Everything is finite-dimensional over a field $k$.
Let $B$ be a bialgebra with $B\text{-mod}$ its category of modules. Suppose now that we fix a rigid structure on $B\text{-mod}$ such that the dual of a module is given by the the dual vector space, with some action. In other words, taking duals in $B\text{-mod}$ commutes on the nose with the canonical forgetful functor to $Vect$.
My question: Is $B$ necessarily a Hopf algebra?

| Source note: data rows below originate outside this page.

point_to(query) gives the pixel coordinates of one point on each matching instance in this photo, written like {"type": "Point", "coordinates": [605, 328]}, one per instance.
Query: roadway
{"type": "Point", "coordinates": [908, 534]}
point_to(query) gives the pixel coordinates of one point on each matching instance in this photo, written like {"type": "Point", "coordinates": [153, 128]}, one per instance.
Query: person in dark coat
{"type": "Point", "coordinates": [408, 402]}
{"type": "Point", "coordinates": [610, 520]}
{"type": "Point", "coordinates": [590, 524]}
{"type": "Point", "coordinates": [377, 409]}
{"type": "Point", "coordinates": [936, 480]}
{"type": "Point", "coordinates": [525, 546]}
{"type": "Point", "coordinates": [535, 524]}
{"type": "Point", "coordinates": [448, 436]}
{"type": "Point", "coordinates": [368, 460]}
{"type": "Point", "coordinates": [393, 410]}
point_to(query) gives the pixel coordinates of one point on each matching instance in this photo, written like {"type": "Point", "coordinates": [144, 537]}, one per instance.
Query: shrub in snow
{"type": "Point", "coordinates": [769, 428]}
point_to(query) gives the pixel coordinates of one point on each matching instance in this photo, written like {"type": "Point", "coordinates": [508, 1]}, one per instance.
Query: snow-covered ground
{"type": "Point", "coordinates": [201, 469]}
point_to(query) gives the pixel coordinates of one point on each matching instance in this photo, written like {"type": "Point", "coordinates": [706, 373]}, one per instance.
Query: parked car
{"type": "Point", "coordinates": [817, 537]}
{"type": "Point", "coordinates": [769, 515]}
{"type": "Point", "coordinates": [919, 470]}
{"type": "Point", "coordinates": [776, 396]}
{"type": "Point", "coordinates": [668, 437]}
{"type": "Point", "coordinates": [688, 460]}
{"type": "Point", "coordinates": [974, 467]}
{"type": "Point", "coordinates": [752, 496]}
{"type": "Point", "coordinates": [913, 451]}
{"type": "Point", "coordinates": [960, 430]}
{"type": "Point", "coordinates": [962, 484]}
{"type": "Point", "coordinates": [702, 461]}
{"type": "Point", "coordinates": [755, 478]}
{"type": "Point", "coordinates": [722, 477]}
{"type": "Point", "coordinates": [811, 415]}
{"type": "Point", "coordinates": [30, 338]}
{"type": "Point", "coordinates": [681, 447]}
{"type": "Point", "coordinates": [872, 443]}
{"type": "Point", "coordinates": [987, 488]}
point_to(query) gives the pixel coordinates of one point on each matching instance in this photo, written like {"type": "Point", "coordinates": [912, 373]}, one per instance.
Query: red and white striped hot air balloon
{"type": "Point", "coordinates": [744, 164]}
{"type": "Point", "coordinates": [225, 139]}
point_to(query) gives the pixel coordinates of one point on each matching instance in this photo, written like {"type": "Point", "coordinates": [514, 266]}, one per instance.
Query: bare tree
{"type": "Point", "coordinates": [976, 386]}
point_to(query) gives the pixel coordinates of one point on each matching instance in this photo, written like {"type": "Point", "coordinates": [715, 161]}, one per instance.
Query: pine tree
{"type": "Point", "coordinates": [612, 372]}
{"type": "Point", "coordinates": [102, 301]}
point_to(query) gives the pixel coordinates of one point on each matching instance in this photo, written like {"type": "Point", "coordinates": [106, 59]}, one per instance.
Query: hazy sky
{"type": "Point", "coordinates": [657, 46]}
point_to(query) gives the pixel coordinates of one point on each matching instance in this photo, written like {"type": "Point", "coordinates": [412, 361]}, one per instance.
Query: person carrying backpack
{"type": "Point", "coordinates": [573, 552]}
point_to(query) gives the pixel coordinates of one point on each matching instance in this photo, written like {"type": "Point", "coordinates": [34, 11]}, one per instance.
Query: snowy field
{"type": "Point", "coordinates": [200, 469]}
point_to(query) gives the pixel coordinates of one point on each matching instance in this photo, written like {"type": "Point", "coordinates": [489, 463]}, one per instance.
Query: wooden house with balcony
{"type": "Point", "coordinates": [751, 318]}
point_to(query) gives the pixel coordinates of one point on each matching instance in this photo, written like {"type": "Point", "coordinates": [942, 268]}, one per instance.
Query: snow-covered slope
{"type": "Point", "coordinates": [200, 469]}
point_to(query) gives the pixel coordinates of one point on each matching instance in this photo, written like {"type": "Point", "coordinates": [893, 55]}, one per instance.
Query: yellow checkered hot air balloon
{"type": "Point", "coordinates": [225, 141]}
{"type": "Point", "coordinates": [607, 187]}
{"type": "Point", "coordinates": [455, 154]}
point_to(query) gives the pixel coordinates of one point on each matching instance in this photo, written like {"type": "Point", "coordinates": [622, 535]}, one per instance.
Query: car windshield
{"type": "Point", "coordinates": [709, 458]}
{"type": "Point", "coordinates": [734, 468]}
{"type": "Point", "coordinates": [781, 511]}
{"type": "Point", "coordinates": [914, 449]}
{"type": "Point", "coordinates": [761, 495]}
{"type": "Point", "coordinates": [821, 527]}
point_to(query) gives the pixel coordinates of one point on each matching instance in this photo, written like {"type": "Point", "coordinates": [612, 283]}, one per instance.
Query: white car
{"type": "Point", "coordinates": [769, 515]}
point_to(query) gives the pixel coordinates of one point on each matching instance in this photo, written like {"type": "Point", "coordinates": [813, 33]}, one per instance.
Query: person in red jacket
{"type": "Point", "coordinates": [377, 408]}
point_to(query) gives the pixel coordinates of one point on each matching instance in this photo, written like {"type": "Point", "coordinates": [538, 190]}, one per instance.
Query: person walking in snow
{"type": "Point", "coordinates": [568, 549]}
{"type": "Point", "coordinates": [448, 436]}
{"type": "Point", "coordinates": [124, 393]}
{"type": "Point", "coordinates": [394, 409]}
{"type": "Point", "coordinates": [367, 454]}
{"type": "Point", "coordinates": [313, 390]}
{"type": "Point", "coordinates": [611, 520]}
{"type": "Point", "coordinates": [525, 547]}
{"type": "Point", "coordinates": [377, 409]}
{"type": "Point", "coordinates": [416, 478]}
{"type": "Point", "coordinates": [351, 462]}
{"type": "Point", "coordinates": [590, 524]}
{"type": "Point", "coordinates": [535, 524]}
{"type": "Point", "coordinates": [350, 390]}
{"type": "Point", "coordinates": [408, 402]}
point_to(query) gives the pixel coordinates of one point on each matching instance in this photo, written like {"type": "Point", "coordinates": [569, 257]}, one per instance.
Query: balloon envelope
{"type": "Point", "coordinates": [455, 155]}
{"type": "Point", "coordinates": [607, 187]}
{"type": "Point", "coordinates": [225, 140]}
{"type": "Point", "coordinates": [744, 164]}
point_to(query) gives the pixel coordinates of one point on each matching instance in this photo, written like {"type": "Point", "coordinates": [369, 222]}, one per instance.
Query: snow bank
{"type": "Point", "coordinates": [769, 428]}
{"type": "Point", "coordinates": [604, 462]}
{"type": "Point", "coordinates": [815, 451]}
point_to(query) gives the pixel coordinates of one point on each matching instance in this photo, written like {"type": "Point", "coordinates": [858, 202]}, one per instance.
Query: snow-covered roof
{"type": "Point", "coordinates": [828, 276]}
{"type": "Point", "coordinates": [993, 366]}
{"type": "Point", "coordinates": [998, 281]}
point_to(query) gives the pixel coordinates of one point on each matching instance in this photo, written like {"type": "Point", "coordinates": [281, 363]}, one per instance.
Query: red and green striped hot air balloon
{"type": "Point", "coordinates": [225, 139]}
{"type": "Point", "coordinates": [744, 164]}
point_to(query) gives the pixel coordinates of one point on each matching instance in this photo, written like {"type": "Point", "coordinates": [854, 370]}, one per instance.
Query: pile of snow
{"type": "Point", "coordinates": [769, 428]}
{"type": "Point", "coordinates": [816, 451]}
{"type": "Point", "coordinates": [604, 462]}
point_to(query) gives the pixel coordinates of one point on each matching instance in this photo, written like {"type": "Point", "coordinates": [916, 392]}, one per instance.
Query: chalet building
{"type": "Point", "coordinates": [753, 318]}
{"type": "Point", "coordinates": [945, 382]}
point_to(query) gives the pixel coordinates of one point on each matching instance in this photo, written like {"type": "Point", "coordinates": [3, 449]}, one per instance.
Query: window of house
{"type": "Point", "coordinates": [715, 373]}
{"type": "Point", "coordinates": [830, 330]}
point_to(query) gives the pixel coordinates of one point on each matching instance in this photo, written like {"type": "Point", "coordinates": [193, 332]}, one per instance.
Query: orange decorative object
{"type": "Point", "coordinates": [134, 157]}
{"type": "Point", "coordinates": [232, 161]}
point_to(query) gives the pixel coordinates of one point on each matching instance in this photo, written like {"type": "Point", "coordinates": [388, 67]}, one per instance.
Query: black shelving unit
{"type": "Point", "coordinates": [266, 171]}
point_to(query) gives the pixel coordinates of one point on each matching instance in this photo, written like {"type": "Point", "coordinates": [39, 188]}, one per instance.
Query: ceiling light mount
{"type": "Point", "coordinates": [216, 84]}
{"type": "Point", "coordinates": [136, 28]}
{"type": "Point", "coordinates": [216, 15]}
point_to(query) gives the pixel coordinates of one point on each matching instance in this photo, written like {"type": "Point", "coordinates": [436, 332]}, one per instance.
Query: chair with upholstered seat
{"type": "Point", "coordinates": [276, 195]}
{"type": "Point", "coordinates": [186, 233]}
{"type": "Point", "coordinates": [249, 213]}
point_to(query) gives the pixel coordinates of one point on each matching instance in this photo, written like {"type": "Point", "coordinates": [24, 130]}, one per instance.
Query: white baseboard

The reason for this question is that from the above data I can easily define a quasi-Hopf algebra structure on $B$, whose coassociator is trivial. A quasi-Hopf algebra for me is like a Hopf algebra, except that its not quite coassociative and that the antipode has been replaced by a triple $(S,\alpha, \beta)$, where $S$ is still the antipode, but $\alpha, \beta \in H$ are now some elements implementing the evaluation and coevaluation in $B\text{-mod}$. This triple has to satisfy some axioms, namely the zig-zag equations of the rigid structure. ${}^\star$
Thus
My question formulated differently: Is it necessarily the case that $\alpha = \beta = 1$ in the quasi-Hopf algebra I obtained above?
${}^\star$ A source for this construction is eg Section 3.5 in "Quasi-Hopf algebras - a categorical approach" by Bulacu, Caenepeel, Panaite, and van Oystaeyen.